Friday, January 9, 2015

Senate GOP: Higher Gas Taxes Are On The Table



That Didn't Take Long

  • The first words out of the mouths of Senate Republicans is to raise taxes.  Somehow "I told you so" just isn't enough.
  • Disclosure  -  For the first time ever, in 2014 I left blank every statewide office here in the People's Republic of California.  I refused to vote for any Republican. (Third party candidates were banned from the ballot.)  This Senate GOP gas tax proposal and the re-election of Speaker Boehner proved I made the correct choice.  The Big Government GOP does not represent me.
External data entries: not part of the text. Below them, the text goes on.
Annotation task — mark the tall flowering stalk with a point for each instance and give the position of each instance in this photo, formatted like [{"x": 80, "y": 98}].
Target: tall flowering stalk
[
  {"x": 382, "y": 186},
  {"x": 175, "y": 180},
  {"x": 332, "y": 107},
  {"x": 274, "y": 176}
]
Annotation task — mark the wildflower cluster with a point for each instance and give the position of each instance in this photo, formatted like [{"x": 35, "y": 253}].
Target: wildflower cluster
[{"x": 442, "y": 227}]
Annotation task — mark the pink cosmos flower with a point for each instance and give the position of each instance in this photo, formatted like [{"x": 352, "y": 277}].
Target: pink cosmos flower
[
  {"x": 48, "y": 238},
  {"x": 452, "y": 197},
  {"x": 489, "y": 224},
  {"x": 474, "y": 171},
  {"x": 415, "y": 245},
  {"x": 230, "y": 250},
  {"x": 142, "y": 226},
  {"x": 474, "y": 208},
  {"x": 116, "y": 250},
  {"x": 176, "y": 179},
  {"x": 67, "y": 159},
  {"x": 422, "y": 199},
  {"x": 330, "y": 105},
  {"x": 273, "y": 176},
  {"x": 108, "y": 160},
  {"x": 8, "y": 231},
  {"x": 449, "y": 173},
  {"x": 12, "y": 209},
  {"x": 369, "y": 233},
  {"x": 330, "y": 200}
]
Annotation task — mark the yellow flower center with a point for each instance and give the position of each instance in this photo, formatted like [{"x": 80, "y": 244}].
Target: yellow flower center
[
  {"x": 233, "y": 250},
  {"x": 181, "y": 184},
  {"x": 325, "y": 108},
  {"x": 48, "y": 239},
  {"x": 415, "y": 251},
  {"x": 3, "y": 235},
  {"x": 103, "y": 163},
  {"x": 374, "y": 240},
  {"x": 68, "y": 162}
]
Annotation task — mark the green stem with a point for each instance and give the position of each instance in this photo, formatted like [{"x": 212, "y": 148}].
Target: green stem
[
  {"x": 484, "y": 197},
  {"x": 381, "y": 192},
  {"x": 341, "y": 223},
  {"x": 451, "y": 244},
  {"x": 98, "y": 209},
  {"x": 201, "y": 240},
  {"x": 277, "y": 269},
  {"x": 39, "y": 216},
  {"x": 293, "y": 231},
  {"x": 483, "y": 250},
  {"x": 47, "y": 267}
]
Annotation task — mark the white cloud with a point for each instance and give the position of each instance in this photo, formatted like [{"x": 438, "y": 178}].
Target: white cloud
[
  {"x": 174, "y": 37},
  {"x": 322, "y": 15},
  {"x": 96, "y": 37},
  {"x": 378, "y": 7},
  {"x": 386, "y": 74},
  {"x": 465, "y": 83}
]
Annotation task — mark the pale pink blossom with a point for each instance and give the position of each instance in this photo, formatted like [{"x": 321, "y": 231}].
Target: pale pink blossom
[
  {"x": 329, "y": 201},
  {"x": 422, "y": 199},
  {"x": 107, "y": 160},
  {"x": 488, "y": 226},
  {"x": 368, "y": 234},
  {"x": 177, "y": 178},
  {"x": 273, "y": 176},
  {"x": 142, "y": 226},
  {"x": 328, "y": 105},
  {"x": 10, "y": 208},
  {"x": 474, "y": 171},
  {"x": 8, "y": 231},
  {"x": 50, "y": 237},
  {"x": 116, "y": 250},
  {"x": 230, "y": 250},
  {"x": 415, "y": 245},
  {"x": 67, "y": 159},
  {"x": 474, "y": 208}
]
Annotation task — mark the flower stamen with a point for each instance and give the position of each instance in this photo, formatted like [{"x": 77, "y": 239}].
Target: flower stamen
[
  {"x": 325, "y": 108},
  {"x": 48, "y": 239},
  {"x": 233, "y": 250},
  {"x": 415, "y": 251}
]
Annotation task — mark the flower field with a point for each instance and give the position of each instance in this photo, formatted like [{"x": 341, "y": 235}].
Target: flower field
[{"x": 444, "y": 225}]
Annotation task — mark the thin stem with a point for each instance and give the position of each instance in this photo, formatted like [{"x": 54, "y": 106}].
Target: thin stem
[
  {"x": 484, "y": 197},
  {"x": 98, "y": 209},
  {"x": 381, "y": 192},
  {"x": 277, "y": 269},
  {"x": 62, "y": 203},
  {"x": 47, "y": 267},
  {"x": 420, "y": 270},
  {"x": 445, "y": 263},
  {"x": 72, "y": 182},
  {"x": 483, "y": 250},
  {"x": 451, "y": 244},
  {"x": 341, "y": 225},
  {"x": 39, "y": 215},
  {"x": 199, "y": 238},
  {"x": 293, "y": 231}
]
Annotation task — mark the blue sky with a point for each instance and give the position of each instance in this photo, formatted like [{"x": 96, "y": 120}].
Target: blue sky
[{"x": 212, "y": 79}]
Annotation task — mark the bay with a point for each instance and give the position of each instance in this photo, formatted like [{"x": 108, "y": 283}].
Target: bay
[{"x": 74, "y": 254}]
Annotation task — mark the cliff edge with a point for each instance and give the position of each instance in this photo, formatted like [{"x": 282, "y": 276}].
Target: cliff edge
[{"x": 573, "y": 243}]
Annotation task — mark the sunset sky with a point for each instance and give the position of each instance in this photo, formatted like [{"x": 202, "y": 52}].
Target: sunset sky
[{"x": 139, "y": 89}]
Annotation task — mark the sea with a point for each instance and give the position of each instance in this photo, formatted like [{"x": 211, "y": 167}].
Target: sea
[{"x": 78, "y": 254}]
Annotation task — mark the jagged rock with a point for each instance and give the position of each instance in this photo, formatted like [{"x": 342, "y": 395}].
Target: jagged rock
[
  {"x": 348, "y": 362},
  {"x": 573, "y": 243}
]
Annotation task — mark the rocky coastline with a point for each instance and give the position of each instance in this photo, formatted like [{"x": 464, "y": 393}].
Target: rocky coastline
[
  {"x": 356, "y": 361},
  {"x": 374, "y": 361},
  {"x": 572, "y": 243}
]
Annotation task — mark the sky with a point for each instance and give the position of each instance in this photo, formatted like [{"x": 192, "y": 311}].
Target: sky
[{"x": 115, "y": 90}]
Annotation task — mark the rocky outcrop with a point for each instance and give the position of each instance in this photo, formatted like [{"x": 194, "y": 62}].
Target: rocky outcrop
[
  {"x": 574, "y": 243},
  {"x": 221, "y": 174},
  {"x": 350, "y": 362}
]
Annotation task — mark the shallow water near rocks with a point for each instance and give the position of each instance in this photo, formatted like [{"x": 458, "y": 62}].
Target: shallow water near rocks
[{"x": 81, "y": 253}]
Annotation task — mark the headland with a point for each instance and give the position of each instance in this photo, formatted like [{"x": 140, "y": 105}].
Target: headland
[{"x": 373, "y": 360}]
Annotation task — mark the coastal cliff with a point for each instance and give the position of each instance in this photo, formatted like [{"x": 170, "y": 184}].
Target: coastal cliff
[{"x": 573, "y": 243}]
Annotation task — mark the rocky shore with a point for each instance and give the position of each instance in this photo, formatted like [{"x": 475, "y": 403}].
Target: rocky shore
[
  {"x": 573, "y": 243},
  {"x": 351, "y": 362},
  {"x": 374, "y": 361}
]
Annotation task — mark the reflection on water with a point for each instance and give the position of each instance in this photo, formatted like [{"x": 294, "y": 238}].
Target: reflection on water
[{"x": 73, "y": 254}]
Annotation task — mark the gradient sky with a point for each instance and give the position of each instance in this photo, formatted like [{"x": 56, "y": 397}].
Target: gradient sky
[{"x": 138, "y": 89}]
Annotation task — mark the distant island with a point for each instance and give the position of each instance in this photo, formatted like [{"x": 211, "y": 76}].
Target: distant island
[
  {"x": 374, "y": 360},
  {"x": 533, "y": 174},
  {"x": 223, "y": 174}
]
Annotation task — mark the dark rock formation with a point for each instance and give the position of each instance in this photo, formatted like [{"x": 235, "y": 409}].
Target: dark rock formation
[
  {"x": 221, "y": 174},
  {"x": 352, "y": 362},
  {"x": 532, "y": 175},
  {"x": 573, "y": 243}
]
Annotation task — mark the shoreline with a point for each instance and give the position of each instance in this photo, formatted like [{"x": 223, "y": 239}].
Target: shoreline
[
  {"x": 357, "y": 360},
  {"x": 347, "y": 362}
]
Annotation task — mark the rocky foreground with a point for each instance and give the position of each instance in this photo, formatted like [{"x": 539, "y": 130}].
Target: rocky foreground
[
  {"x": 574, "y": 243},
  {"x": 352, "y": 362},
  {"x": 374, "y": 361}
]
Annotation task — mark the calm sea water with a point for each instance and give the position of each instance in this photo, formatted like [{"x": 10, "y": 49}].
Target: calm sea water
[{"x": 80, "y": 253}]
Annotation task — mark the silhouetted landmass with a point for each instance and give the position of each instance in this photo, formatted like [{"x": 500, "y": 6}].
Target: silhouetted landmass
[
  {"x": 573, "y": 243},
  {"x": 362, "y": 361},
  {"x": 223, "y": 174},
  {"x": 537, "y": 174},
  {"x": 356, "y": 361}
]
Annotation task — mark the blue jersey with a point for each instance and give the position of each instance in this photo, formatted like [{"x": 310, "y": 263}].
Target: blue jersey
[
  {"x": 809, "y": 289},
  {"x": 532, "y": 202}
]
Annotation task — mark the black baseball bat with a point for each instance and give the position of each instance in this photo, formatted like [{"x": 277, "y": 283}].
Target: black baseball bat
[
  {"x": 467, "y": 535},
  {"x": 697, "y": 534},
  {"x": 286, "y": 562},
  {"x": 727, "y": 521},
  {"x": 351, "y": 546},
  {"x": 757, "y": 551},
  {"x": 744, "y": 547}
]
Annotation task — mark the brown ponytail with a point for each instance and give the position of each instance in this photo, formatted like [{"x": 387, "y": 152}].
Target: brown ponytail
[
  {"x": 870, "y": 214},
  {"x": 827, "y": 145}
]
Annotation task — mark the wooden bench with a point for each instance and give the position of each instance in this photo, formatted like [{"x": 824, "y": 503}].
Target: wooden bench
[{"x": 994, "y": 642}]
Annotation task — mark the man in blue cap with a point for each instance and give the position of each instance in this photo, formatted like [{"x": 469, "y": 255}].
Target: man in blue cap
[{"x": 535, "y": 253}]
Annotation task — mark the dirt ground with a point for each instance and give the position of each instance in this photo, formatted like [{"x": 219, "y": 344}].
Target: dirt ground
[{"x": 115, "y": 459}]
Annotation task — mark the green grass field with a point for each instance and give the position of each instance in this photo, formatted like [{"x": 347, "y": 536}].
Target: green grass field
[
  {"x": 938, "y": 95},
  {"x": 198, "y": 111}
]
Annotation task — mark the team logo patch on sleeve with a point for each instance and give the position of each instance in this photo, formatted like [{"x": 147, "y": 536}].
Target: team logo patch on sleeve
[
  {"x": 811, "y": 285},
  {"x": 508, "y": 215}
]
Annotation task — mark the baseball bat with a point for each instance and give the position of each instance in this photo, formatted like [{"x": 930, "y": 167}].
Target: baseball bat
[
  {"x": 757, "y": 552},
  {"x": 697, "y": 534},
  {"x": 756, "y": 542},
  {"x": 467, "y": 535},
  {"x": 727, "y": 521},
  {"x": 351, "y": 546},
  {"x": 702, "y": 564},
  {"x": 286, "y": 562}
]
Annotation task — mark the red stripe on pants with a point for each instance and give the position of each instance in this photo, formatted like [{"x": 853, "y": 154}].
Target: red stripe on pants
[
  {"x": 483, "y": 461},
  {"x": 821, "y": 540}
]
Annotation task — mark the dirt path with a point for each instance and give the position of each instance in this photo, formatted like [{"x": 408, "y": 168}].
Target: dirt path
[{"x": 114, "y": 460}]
(Wall Street Journal)  -  Some leading Republican senators are signaling they might be willing to embrace a political anathema: raising the nation’s gasoline tax.
Senate Environment and Public Works Chairman James Inhofe (R., Okla.), who just took the reins of the panel, said he is open to considering raising the gas tax as a way to help pay for the dwindling Highway Trust Fund that keeps up the nation’s roads and other transportation infrastructure.
“Everything is on the table,” Mr. Inhofe said in a Wednesday briefing with reporters to preview his committee agenda. He said his top priority is passing a long-term transportation bill, whose spending runs out at the end of May.
With gasoline prices at lows not seen since 2009, some political observers and business executives say now is the ideal time to raise the 18.4 cent-a-gallon tax on gasoline and the 24.4 cent-a-gallon tax on diesel fuel, which haven’t increased since 1993. The taxes are the main source of revenue for the highway trust fund.
Mr. Inhofe didn’t say he supports raising the gas tax, and he refutes referring to it as such. “It’s not a tax,” Mr. Inhofe said. “It’s a user fee.”
He also said this period of cheap gas isn’t really a window of opportunity given it could close sooner than Congress is going to act. “You don’t know what’s going to happen to the price of gas,” Mr. Inhofe said.
His cautious statements resemble those made recently by other leading Republican senators, whose party assumed control of the Senate on Tuesday and strengthened its majority in the House.
“We’ll have to look at that. I’m looking at everything—every possible way of taking care of the highway bill,” said Senate Finance Chairman Orrin Hatch (R., Utah).